Rates Become The Source of Risk Again
In the last month, global government bond curves have had a torrid time, with significant steepening seen across US Treasury, UK Gilt and German Bund yields.
While consumer price inflation (CPI) prints have proven stubbornly sticky over the summer, and have not retreated from peaks as quickly as some would have liked, the recent acceleration of producer price inflation (PPI) has worried many other observers, and certainly continued to add pressure to rates markets that were already looking very expensive with no room for error.
Coupled to that, in the UK, the Bank Of England suggested recently that for reasons of prudence it may have to hike rates before its asset purchase programme formally winds up. The result of that has been a repricing of probabilities for base rate rises in the UK; the market is now pricing in a first hike in February 2022 (from May 2022 previously) with a second hike to come in August 2022.
This in turn has led to the front end of the UK yield curve moving out of step with both US Treasuries and Bunds, by pricing in a slow and steady path higher in rates next year (in the order of two-to-three hikes by the end of 2022).
As the chart below shows, the US Treasury market currently suggests the Fed Funds rate may not start moving higher until late Q4 2022, while the front end of the Bund curve implies no change in rates for at least the next three years.
Compared to one month ago, the blue line of UK Gilts above has clearly moved further, yet remains flatter than the red line of US Treasuries, and has included a repricing of the front end. The US curve has no adjustment priced in for at least a year (but then steepens more than any other curve), while the green Bund curve notably is pricing in no change for three years. Three years of zero change, in an environment where inflation is rearing its head even in the Eurozone and where short rates are negative, looks a long time indeed.
Is the UK out of kilter from a real economy perspective, and thus does the UK real economy need a hike earlier?
Looking at our scorecard of the three countries shown below, it would appear that the inverse is true, and that if anything the UK might be least in need of a hike. CPI, Core CPI and PPI are all lower in the UK. Unemployment is lower too, and unemployment may actually be the biggest battleground in terms of near term rate hikes.
US inflation remains elevated with CPI at 5.30% (though it may now have peaked and be on the way down) and PPI at 8.30%. Germany now has its highest CPI since the birth of the euro at 4.10% (and this still appears to be rising). German PPI is now 12%, and in fact is high across Europe, at 13.8% in Italy and 18.0% in Spain. By comparison, UK CPI is 3.20% (again, likely to still rise) and PPI is 5.90%.
The narrative up to this point from the Federal Reserve – that inflation is likely to be transitory – is wearing ever thinner with some investors who are witnessing constant anecdotal evidence of price rises following supply shortages of goods and services in pretty much every sector of the economy. In this regard, does the Fed’s twin mandate of output and inflation increase its risk of making a policy error?
If the Fed is focused first on restoring jobs to the real economy (with around 5m jobs still ‘missing’), and will address potential inflation concerns later in the cycle, then history may well show that this presents a greater risk of policy error.
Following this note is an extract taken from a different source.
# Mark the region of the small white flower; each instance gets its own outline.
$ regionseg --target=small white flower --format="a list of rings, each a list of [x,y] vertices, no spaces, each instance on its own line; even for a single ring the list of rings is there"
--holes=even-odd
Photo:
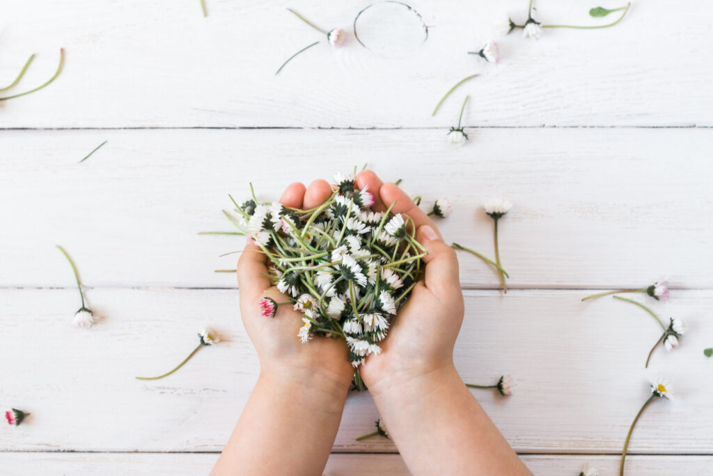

And what is best for jobs (i.e. best for the Fed) might not necessarily be best for bond investors. In 1994, the Fed was seen by many as ‘behind the curve’ and ultimately raised rates by 250bp that calendar year. Clearly, being behind the curve can have major consequences.
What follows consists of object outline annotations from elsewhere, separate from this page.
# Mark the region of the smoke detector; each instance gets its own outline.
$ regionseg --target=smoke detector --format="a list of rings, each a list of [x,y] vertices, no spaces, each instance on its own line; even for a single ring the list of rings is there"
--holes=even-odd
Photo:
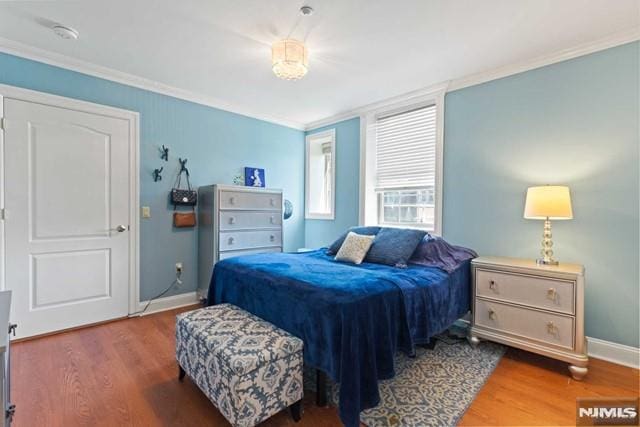
[[[78,37],[80,37],[80,33],[77,30],[64,25],[54,25],[51,29],[58,37],[65,40],[78,40]]]

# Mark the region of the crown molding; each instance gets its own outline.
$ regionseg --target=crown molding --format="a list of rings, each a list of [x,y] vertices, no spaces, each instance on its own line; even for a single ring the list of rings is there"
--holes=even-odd
[[[322,126],[331,125],[337,122],[341,122],[343,120],[349,120],[356,117],[360,117],[364,114],[370,113],[372,111],[378,110],[379,108],[386,107],[393,104],[399,104],[411,101],[416,98],[425,98],[430,95],[434,97],[440,92],[446,92],[449,86],[449,82],[438,83],[435,85],[427,86],[421,89],[413,90],[411,92],[406,92],[401,95],[393,96],[391,98],[383,99],[382,101],[372,102],[371,104],[364,105],[359,108],[354,108],[353,110],[345,111],[334,116],[327,117],[325,119],[316,120],[307,124],[306,130],[315,130]]]
[[[362,114],[375,109],[376,106],[385,105],[388,103],[395,103],[401,100],[408,100],[412,97],[424,96],[425,93],[436,92],[438,87],[445,87],[447,92],[463,89],[469,86],[475,86],[482,83],[486,83],[492,80],[501,79],[504,77],[512,76],[515,74],[524,73],[526,71],[534,70],[536,68],[545,67],[547,65],[555,64],[569,59],[577,58],[579,56],[588,55],[590,53],[598,52],[601,50],[609,49],[623,44],[631,43],[640,40],[640,28],[632,28],[628,31],[612,34],[610,36],[600,38],[598,40],[583,43],[578,46],[574,46],[569,49],[560,50],[548,55],[539,56],[526,61],[505,65],[498,68],[482,71],[480,73],[470,74],[468,76],[456,78],[449,82],[439,83],[423,89],[418,89],[412,92],[408,92],[402,95],[394,96],[392,98],[365,105],[360,108],[354,108],[342,113],[315,120],[309,122],[306,125],[306,130],[314,130],[322,126],[331,125],[343,120],[359,117]]]
[[[88,61],[83,61],[59,53],[50,52],[3,37],[0,37],[0,52],[8,53],[10,55],[19,56],[37,62],[42,62],[44,64],[64,68],[67,70],[76,71],[78,73],[98,77],[100,79],[109,80],[127,86],[132,86],[138,89],[171,96],[173,98],[182,99],[196,104],[205,105],[207,107],[225,110],[231,113],[236,113],[265,122],[270,122],[298,130],[306,129],[305,125],[300,122],[275,117],[269,114],[263,114],[259,111],[252,110],[242,105],[232,104],[206,95],[200,95],[188,90],[180,89],[164,83],[146,79],[144,77],[136,76],[134,74],[125,73]]]
[[[558,62],[567,61],[579,56],[589,55],[590,53],[609,49],[623,44],[631,43],[640,39],[640,28],[632,28],[628,31],[615,33],[607,37],[583,43],[569,49],[563,49],[547,55],[542,55],[526,61],[516,62],[503,67],[482,71],[480,73],[471,74],[465,77],[452,80],[449,86],[449,92],[463,89],[469,86],[475,86],[492,80],[501,79],[503,77],[512,76],[514,74],[524,73],[536,68],[545,67],[547,65],[556,64]]]
[[[425,94],[437,92],[438,88],[440,87],[445,87],[447,92],[452,92],[455,90],[463,89],[465,87],[475,86],[475,85],[486,83],[492,80],[497,80],[497,79],[501,79],[511,75],[520,74],[536,68],[540,68],[540,67],[555,64],[558,62],[566,61],[569,59],[577,58],[580,56],[588,55],[590,53],[594,53],[594,52],[609,49],[612,47],[620,46],[623,44],[631,43],[637,40],[640,40],[640,28],[632,28],[627,31],[615,33],[610,36],[595,40],[593,42],[584,43],[569,49],[564,49],[548,55],[543,55],[531,60],[521,61],[514,64],[482,71],[480,73],[459,77],[448,82],[443,82],[443,83],[428,86],[426,88],[417,89],[417,90],[407,92],[398,96],[394,96],[389,99],[367,104],[358,108],[353,108],[353,109],[326,117],[324,119],[314,120],[308,123],[301,123],[301,122],[288,120],[281,117],[274,117],[269,114],[263,114],[261,112],[252,110],[245,106],[232,104],[214,97],[200,95],[191,91],[169,86],[164,83],[159,83],[159,82],[146,79],[143,77],[139,77],[133,74],[117,71],[112,68],[93,64],[91,62],[71,58],[66,55],[49,52],[44,49],[36,48],[30,45],[26,45],[26,44],[9,40],[6,38],[2,38],[2,37],[0,37],[0,52],[16,55],[19,57],[31,59],[34,61],[42,62],[42,63],[53,65],[56,67],[65,68],[72,71],[77,71],[82,74],[87,74],[93,77],[110,80],[110,81],[121,83],[127,86],[148,90],[150,92],[160,93],[160,94],[171,96],[174,98],[183,99],[186,101],[194,102],[196,104],[229,111],[232,113],[240,114],[242,116],[247,116],[247,117],[251,117],[258,120],[275,123],[275,124],[290,127],[293,129],[310,131],[310,130],[314,130],[323,126],[334,124],[343,120],[349,120],[355,117],[359,117],[362,114],[365,114],[368,111],[379,108],[382,105],[395,103],[395,102],[402,102],[402,101],[410,100],[413,97],[422,97],[422,96],[425,96]]]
The ECB and the BoE have cleaner mandates, to address inflation risks first and foremost, and having this singular focus could mean inflation risks are less likely to escalate as far, given they do not explicitly have to balance other objectives.
In this case, with the BoE being in the unusual position of arguably having the least worrying macro data of the three but also being most likely to hike rates first, the prudence of that combination may well mean that the terminal UK rate (the highest level rates get to in a given cycle) ends up being lower than in other countries. That said, while these adjustments in yield curves continue we believe it would be better to tilt portfolios towards lower duration positions with higher breakeven yields, and additionally increase exposure to floating rate asset-backed securities (ABS).
Ultimately, in this fast moving and admittedly difficult to analyse cycle, being first to hike might be the best outcome for bond investors.